When a client closes the TCP connection, the MCP server transport should:

  1. Detect the peer shutdown (IOException on write or read returning -1)
  2. Complete or cancel the Servlet async context
  3. Close the server-side socket
  4. Release the Tomcat thread back to the pool
  5. Remove the session from the internal session map

Root Cause Analysis

The Streamable HTTP transport appears to hold open an SSE-style async response for each MCP session.

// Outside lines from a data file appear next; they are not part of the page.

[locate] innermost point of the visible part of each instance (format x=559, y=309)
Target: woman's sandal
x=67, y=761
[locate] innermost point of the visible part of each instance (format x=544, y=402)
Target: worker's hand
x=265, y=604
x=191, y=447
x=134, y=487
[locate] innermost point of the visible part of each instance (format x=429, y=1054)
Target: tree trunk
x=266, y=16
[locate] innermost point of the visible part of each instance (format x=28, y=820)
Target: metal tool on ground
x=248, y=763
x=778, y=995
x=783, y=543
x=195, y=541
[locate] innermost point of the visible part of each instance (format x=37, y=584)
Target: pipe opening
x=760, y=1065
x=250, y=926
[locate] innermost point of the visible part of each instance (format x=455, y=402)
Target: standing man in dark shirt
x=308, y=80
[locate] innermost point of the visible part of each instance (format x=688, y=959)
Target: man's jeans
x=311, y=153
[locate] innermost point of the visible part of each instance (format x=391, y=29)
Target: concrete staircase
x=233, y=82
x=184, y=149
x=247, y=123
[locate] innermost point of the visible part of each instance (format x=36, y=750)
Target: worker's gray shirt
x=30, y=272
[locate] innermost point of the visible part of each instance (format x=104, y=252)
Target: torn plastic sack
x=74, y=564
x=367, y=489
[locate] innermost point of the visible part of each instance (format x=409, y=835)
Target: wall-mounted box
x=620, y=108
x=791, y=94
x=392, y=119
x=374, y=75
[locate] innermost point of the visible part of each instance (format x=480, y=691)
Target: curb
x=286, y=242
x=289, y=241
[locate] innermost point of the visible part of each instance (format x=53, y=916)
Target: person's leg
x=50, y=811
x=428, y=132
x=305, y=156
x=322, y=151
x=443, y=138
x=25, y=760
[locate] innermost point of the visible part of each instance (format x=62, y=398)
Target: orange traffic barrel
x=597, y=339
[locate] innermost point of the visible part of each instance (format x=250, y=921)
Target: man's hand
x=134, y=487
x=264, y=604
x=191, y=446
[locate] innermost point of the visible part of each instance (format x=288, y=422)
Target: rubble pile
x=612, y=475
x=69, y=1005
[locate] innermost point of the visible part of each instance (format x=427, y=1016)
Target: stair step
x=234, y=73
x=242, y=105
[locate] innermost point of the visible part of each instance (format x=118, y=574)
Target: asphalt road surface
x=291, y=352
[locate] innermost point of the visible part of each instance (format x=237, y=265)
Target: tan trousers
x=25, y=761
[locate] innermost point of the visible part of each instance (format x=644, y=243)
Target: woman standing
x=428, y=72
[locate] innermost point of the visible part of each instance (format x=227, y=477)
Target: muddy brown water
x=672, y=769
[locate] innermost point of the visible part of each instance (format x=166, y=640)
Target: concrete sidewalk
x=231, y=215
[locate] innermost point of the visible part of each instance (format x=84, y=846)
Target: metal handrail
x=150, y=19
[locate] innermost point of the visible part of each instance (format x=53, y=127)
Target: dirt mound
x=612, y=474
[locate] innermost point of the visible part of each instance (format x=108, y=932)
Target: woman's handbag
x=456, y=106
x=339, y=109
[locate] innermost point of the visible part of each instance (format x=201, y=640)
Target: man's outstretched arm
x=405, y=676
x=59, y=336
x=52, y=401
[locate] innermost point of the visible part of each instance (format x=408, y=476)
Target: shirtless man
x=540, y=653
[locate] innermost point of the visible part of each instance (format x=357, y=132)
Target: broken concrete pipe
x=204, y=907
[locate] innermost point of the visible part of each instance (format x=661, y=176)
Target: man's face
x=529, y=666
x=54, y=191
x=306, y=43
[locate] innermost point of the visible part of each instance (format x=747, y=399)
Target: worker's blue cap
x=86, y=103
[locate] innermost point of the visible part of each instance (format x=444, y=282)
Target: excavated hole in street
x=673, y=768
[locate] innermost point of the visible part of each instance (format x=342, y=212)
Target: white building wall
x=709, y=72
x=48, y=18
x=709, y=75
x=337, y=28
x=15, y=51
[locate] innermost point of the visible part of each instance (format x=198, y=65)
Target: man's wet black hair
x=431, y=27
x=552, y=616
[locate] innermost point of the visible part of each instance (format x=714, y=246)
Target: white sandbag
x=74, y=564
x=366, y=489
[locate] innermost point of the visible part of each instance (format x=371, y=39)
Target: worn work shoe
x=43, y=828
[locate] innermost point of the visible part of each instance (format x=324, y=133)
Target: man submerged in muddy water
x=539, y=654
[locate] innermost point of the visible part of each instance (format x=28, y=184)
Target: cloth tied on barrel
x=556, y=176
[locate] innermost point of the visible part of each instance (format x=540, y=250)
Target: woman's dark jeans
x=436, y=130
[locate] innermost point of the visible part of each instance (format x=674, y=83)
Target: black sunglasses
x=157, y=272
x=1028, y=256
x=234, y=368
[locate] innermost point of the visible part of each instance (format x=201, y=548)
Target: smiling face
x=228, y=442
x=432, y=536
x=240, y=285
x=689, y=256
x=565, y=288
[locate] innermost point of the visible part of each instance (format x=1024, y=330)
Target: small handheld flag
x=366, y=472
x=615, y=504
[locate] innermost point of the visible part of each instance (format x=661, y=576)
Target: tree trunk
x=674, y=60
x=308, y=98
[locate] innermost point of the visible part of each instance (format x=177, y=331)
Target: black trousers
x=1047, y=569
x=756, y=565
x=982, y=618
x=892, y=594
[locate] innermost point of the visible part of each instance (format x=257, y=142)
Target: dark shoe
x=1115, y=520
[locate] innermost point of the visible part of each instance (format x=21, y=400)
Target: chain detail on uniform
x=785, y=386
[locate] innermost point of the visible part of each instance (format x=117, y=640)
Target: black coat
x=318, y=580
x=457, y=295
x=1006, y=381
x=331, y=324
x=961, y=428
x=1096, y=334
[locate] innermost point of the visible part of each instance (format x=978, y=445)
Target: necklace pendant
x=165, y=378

When the client disconnects:

  • The AsyncContext is never completed or timed out
  • The server-side OutputStream/Sink has no subscriber check
  • The Servlet container keeps the thread allocated to the async response
  • The OS socket enters CLOSE-WAIT because the server process never calls close()

Impact

  • Severity: Critical in production with active MCP clients
  • Server becomes completely unresponsive within seconds under moderate load
  • K8s rolling deployments fail because new pods are immediately flooded by retrying clients
  • No automatic recovery without restart + stopping upstream traffic

Workaround

Configure Tomcat to force-close idle connections:

server:
  tomcat:
    connection-timeout: 30000
    keep-alive-timeout: 30000
    max-connections: 200
    threads:
      max: 200

This allows Tomcat to reclaim stuck connections after 30 seconds, but is not a proper fix.

Suggested Fix

Register an AsyncListener on the servlet async context when opening the SSE stream:

asyncContext.addListener(new AsyncListener() {
    @Override
    public void onComplete(AsyncEvent event) { cleanupSession(sessionId); }
    
    @Override
    public void onTimeout(AsyncEvent event) { cleanupSession(sessionId); }
    
    @Override
    public void onError(AsyncEvent event) { cleanupSession(sessionId); }
    
    @Override
    public void onStartAsync(AsyncEvent event) { }
});

Additionally, set a reasonable asyncTimeout on the context (e.g., 5 minutes) so that abandoned sessions are eventually reclaimed even without explicit client disconnect detection.

Related

This bug is related to (but distinct from) a KeepAliveScheduler issue in the MCP Java SDK where dead sessions are never evicted after ping failures. I have filed that separately at modelcontextprotocol/java-sdk.